As part of that alleged scheme, Broidy, who ended up being paid $9 million by a foreign national, tried to arrange for a golf game between Trump and Malaysia's prime minister, a court filing said. Broidy hoped to earn as much as $75 million if he got the U.S. government to drop its probe of Low, according to the filing.

Broidy was charged in U.S. District Court in Washington, D.C., via a document known as a criminal information, which is typically used when a defendant has agreed to plead guilty.

The charging document says Broidy agreed to lobby the Trump administration and the Justice Department to drop or favorably resolve the investigation of a "foreign national" for his role in the embezzlement of billions of dollars from the Malaysia state development fund, known as 1MDB.

Low, also known as  Low Taek Jhon, was indicted two years ago by the Justice Department for allegedly conspiring to launder billions of dollars embezzled from 1MDB.

The Justice Department in the charging document filed Thursday said that Broidy and Nickie Lum Davis, an American consultant involved in the case, failed to disclose to the Trump administration or to the Justice Department that Broidy was acting on behalf of the foreign national.

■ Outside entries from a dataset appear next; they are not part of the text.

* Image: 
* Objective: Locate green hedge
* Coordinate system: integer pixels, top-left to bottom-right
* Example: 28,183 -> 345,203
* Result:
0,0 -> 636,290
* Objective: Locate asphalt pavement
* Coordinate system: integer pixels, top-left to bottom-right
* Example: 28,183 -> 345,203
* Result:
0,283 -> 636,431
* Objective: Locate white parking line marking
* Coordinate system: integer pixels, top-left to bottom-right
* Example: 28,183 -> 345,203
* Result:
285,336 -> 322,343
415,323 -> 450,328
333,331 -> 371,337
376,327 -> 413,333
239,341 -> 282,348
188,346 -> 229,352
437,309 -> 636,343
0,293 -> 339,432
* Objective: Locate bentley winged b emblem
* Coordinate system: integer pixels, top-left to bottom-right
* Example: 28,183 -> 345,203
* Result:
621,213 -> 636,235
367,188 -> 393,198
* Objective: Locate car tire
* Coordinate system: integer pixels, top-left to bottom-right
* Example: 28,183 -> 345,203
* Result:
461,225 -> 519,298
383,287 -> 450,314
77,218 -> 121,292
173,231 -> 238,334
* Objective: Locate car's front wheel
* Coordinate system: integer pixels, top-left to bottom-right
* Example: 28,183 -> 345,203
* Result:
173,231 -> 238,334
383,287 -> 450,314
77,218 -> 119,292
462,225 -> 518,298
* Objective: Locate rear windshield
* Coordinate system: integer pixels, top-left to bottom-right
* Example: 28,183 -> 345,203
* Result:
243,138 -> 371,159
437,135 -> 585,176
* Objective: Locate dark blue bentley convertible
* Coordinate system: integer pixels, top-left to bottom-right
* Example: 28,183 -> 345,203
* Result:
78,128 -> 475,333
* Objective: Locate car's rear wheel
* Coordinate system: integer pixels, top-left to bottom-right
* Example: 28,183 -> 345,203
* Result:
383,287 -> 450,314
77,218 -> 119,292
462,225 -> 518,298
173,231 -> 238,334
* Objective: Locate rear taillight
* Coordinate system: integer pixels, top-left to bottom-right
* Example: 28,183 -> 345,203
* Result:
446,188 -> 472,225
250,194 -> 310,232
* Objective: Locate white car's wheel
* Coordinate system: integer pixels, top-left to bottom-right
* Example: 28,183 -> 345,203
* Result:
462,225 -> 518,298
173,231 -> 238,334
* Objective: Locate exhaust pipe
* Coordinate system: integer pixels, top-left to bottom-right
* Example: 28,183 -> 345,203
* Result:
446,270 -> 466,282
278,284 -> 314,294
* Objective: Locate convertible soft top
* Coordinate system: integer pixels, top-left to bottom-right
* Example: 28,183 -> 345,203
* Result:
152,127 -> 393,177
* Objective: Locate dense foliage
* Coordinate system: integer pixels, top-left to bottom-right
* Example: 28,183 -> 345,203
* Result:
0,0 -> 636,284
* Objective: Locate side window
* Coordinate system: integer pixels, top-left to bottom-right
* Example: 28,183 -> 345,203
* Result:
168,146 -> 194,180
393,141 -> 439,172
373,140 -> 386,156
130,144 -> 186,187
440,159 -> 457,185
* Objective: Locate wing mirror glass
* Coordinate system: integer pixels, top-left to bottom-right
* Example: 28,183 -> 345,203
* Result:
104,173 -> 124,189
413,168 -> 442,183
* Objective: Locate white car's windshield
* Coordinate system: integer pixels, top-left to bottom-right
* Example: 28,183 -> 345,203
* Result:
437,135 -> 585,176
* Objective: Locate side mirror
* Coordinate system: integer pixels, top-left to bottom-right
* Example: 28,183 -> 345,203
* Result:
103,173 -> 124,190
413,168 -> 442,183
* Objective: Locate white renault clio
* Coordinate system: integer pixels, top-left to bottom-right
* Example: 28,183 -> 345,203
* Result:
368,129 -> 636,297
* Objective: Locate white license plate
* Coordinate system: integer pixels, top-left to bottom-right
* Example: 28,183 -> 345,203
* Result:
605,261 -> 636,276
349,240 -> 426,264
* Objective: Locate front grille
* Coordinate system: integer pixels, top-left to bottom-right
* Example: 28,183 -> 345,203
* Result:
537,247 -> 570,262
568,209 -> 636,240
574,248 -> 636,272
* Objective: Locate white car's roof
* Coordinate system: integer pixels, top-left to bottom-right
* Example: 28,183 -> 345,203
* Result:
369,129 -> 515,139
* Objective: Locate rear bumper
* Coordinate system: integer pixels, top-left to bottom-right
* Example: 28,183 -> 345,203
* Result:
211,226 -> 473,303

Davis pleaded guilty in August to one count of violating the foreign lobbying act as part of the Justice Department's probe involving 1MDB. Davis admitted during her plea that she aided and abetted two other people, identified as Person A and Person B.

The Washington Post has reported that people familiar with the case said that Person A is Pras Michel, a former rapper with the hip-hop group Fugees, and that Person B is Broidy.

In May 2019, the Justice Department charged Michel and Low with conspiracy to defraud the U.S. government and for making foreign and conduit campaign contributions during the 2012 presidential election. Michel has denied wrongdoing.

Both Broidy and Davis, along with Person A, tried to arrange a meeting between Malaysia's prime minister and Trump in September 2017 "to raise the resolution of the 1MDB matter with" Trump, according to the filing charging Broidy. 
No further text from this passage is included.